João Pina works both with photography, archives, and moving images. Born in Portugal, he has lived and worked for the last 25 years mostly in Latin America focusing on the human condition and human rights. His work has been published in The New York Times, The New Yorker, The Washington Post, Time Magazine, National Geographic Magazine, GEO, Stern Magazine, El Pais, Le Monde, among others.

He is the author of four monographs, Por teu livre pensamento (Assírio & Alvim, 2007) portraying 25 former political prisoners from Portugal; CONDOR (Tinta-da-china/Blume/Ed.
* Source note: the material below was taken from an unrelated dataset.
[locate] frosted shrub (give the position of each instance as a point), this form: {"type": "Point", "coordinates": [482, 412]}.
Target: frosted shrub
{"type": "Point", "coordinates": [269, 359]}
Sous-sol, 2014) about the military dictatorships in South America in the 1970’s; and 46750 (Tinta-da-china/Loco/FotoEvidence, 2018) about endemic violence in Rio de Janeiro and Tarrafal (Tinta-da-china/GOST, 2024) documenting a former Portuguese concentration camp in in Cape Verde.

He has had exhibitions at the Open Society Foundations (New York), International Center of Photography (New York), Point of View Gallery (New York), Howard Greenberg Gallery (New York), King Juan Carlos Center – NYU (New York), Canon Gallery (Tokyo), Museu de Arte Moderna (Rio de Janeiro), Museu de Arte do Rio (Rio de Janeiro), Paço das Artes (São Paulo), Centro de la Fotografia (Montevideo), Museo de la Memoria y los Derechos Humanos (Santiago de Chile), Parque de la Memoria (Buenos Aires), Torreão Poente – Museu de Lisboa (Lisbon), KGaleria (Lisbon), the Portuguese Center of Photography (Porto), Visa pour L’Image (Perpignan), and Reencontres d’Arles (Arles).
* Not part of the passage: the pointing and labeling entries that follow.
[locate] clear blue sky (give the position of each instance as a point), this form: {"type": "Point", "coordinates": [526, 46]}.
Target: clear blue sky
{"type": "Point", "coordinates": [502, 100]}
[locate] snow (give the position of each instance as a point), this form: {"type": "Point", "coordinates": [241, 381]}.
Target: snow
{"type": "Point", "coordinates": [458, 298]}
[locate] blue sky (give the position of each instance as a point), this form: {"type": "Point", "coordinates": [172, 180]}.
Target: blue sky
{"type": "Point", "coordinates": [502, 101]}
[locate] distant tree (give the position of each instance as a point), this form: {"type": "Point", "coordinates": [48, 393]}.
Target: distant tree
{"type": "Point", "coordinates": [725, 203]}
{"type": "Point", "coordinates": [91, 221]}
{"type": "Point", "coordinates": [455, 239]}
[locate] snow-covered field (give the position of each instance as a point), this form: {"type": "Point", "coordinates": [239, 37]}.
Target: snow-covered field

He graduated from the International Center of Photography’s Photojournalism and Documentary photography program in 2005. Pina was also a Nieman Fellow at Harvard University 2017-2018 and a Halcyon Arts Lab Fellow in Washington D.C. in 2018-2019. He was also a Fellow at Columbia University’s Institute for Ideas and Imagination in Paris in 2021-2022.

Professor João Pina’s latest project, Tarrafal, is an evocative journey through history, memory, and resistance. The photography book delves into the harrowing legacy of the concentration camp, Tarrafal, located in Cape Verde, a site marked by profound trauma in the Portuguese colonial era.